About a week ago in class, I presented to you, as an example of “disassociation,” the case of the Taco Bell Drive-Thru Diet.
Here’s another example of dissociation: Starbucks is going high-end. For years, Starbucks has become more or less the default coffee shop in most of the world and certainly in America. However, there’s been competition coming from cafes that feature baristas with fancy hats among other accoutrements. That’s right, instead of serving coffee that has been “roasted within an inch of its life,” as The Awl’s Matt Buchanan refers to it, Starbucks will serve single-origin, small batch coffees that will be prepared by hand. This is to placate, ahem, discriminating coffee drinkers, like me.
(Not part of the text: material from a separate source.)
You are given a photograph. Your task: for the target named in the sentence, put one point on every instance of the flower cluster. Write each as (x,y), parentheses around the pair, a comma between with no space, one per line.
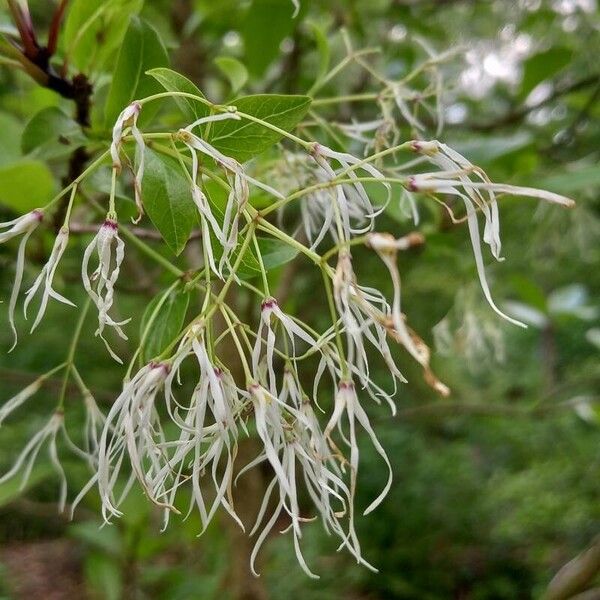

And as I order a $7 manual pourover coffee that will take five minutes to make, I will not be reminded of the Starbuckses that crowd every corner of Manhattan, every airport concourse, and mall in America. They will be disassociating themselves from that Starbucks.
To distinguish Reserve from its mass-market cousin, Starbucks is banishing, to a great extent, its green mermaid logo at the new shops and in the product line. The Reserve stores and line of coffees instead carry a star logo, along with a red “R.”
From a coffee-drinker and armchair-business–analyst perspective, this could either be a great opportunity to bring high-quality single-origin coffee to the masses or it could be Budweiser Select.